In the last lesson we talked how to save, and use automation to transfer your hard earned money into a investment account. Today we'll talk how to invest.

How the invest took me a while to learn. Initially I would just put my money in a savings account. But that is no longer viable and even though the risk seems low (you balance does typically not go down) there is a risk which is inflation risk. Where inflation rate is higher than your interest returns. Typically you will also need to pay tax on your earned interest. And lets not even talk about the low interest rates we currently have.

Back then while still living in the Netherlands I already had some experience with investing in some sector funds. These are funds that invest for you in companies in particular industry. I invested in an IT fund which worked pretty well, but I kept buying and selling try to time the market. Timing the market is when you try to by when the price is low and sell when the price is high.

Another strategy that was unsuccessful was to but mutual funds based on their passed performance. After I moved to the US and had access to various mutual funds through my employer I would look at the mutual funds which had a good past performance and assumed that performance will continue. Typically it didn't.

I then read a book the Intelligent Investor by Benjamin Graham, which explains how to look at fundamentals of a company. It is what is called value investing. Basically if a company performs well it will automatically result in a better stock price. Warren Buffet is an example of a value investor.

Intelligent Investor how to evaluate a company

When I applied my new knowledge, I found a company that year of year increased profits and dividends. I remember it well, the ticker symbol was ASVI.  A few weeks after I bought it, the stock tanked. Turned out the demand for their product went down. Why does value investing work for Warren and not for Henry. Warren has a large team of professionals to analyze and monitor a company's performance and at the first bad sign sell its stock. Where Henry does not have time and deep knowledge to do that and only see the declining performance when it is too late, after the stock price dropped.

So lesson learned here is to not invest in individual companies, but to invest in funds that are invested in a large number of companies. So in case a company goes down it is only a part of your investments. And when companies do well they automatically get added to the fund.

In respect to chosen a fund, the larger the amount of companies the less risk. Now the next thing to look for is cost of a fund. A lot of funds are actively managed which means a team of experts is handpicking stocks. These funds typically have a high expense ratio. From 1% to 2%.  If the stocks in the fund have a return of say 5% you now have to substract these costs. Leaving the fund only with a return of 4% to 3%.

A lower cost option is an index fund, these funds just follow an index, and can keep staff and therefor costs low. For example the Dow Jones Index or the Russell 2000 index. These passively managed funds have a much lower cost ratio. For example the Vanguard 500 Index Fund (VFIAX) has an expense ratio of 0.04%. If the $3000 start invest is too steep you can start with the ETF VOO with cost ratio of 0.03%. ETF you typically pay transaction fees to buy and sell.

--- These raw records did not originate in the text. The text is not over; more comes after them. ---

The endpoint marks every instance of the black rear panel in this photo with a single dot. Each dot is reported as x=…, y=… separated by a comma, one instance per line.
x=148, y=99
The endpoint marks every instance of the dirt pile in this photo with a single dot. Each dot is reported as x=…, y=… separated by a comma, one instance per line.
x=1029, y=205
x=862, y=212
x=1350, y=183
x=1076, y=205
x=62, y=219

VFIAX price from the year 2000-2021, my current investment history

Now these index funds follow an index, and you may wonder if that gives a good return. Turns out that S&P 500 index had an average return of 7.5% from 1957-2018.

To summarize keep things simple, just invest in a low cost index fund like the Vanguard 500 Index Fund (VFIAX) and then forget, the market will take care of an average of 7.5%.

The book The Simple Path to Wealth by JL Collins provides some good advice about investing using index funds.

The simple path to wealth - explains investing using index funds

Oh and do not try to time the market, just let it be. It has shown that stock market crashes like in 2008 or 2020 recover in a short time.

Full disclosure I own a number of index funds and also cash reserves for diversification. More on that in another lesson. If don't need your savings any time soon just investing in VFIAX will suffice.